Bush sotto attacco per aver sottratto Libby alla prigione

Il presidente non esclude la grazia «in futuro» al braccio destro di Cheney che aveva tradito una 007 E giudici e giornali si scatenano

Bush sotto attacco per aver sottratto Libby alla prigione

da Washington

Applausi e fischi hanno accolto, come prevedibile, la decisione di Bush di salvare dal carcere Lewis «Scooter» Libby, il braccio destro del vicepresidente Cheney condannato a 30 mesi di reclusione per «ostruzione di giustizia» e per aver mentito alla giuria durante le investigazioni per il «caso» di Valerie Plame. Anche se la vicenda è contorta, i suoi dettagli dimenticati dai più e anche se, come ricorda l’editoriale di ieri della Washington Post, «c’erano delle attenuanti». Per esempio che nessuno è stato condannato per il reato su cui i magistrati hanno indagato: «fuga mirata» di segreti di Stato per danneggiare la credibilità di un diplomatico, l’ambasciatore Joseph Wilson che era stato incaricato di raccogliere dati su presunti acquisti di uranio nel Niger da parte di Saddam Hussein (uno dei motivi addotti per l’invasione nell’Irak) e aveva riferito che si trattava di voci false. Qualcuno rese noto, in quella occasione, la professione della moglie di Wilson, Valerie Plame, che era un’agente segreto della Cia. L’autore dell’«indiscrezione» confessò più tardi: era il sottosegretario agli Esteri Richard Armitage. Libby è stato condannato per aver «nascosto la verità» agli investigatori. A due anni e mezzo che, ha detto Bush, sono «una sentenza eccessiva». Il presidente (che «per il futuro» non ha escluso la grazia) non ha prosciolto Libby, ma ha commutato la sua pena detentiva: con urgenza perché altrimenti il braccio destro di Cheney sarebbe dovuto entrare in carcere fra pochi giorni. La decisione della Casa Bianca era stata invocata da alcuni attivisti nel campo «neoconservatore», ma è venuta egualmente a sorpresa, anche perché Bush ha omesso di chiedere, come di regola si fa per un procedimento di amnistia, il parere del ministero della Giustizia.
Di qui la polemica.

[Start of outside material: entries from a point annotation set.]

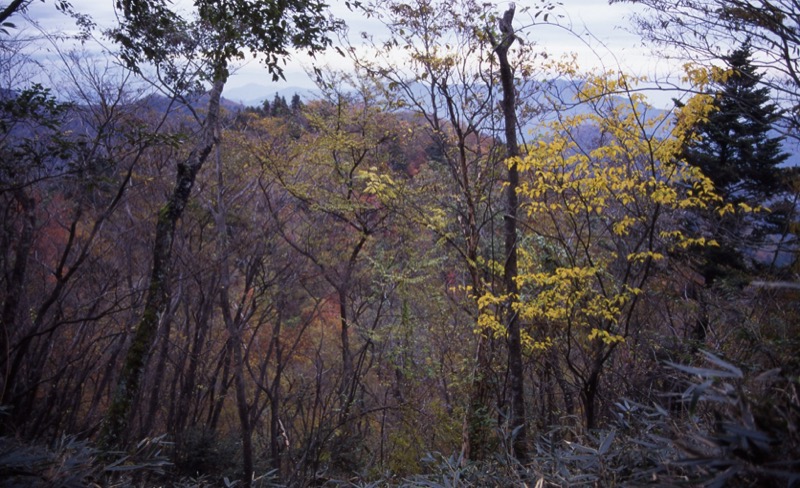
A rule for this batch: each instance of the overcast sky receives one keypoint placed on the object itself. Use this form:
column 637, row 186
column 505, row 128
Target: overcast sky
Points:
column 599, row 24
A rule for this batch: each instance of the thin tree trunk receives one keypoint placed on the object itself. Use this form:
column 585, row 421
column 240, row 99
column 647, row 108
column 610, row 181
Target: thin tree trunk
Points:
column 515, row 364
column 117, row 417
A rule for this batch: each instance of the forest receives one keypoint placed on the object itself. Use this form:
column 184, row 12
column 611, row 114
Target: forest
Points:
column 463, row 262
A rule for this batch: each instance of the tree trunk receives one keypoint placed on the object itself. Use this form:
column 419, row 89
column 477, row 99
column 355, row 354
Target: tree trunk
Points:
column 515, row 363
column 117, row 417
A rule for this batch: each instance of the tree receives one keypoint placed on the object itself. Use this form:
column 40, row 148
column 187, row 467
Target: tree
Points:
column 220, row 34
column 510, row 269
column 704, row 30
column 604, row 192
column 735, row 147
column 449, row 78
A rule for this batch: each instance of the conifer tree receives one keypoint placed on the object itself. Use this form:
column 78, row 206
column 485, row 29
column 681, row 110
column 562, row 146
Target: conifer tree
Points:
column 737, row 150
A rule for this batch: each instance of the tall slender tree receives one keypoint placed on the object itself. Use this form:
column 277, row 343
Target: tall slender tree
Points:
column 738, row 150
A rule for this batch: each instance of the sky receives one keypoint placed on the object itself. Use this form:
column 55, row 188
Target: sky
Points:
column 600, row 37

Wilson e consorte, nel preannunciare una causa civile, hanno duramente attaccato Bush: «Con questo gesto il presidente ha assicurato che non ci siano più moventi per dire la verità. Sollevando così il sospetto che egli stesso sia parte della ostruzione di giustizia». Quasi egualmente indignato il giudice che ha emesso la sentenza, Patrick Fitzgerald (che fra l’altro è repubblicano e fu nominato da Bush): «La condanna non è eccessiva: è nella norma per questo tipo di reato. Contestarla equivale a dire che non tutti i cittadini sono uguali di fronte alla legge. Se l’autore della “fuga” non è stato condannato, è principalmente perché Libby ha sistematicamente mentito». Giudizio contestato da diversi esponenti repubblicani, in particolare dal senatore Fred Thompson, uno dei candidati più forti nella corsa alla Casa Bianca dell’anno prossimo: «Libby è un patriota che ha fatto tanto per il nostro Paese». Accanto a Thompson si schiera un quotidiano, il New York Post, che chiede adesso a Bush di passare all’amnistia completa. Una voce quasi isolata. Il New York Times si scaglia contro Bush: «Ci aveva promesso moralità e rispetto per la legge ma, dovendo scegliere, ha protetto i segreti e gli interessi dei suoi collaboratori, mettendosi al di sopra della legge». Opinione forse scontata da un quotidiano «liberale».

Lo è meno quella di un foglio conservatore come il Wall Street Journal, che ora accusa Bush di aver «dato un esempio di mancanza di coraggio, a conclusione di una vicenda in cui la sua amministrazione ha dimostrato insufficienza». Il Wall Street Journal avrebbe preferito un’amnistia, ma Bush deve aver tenuto anche conto dell’opinione pubblica. In un recente sondaggio 69 americani su 100 si erano detti contrari al «perdono» e solo 18 favorevoli.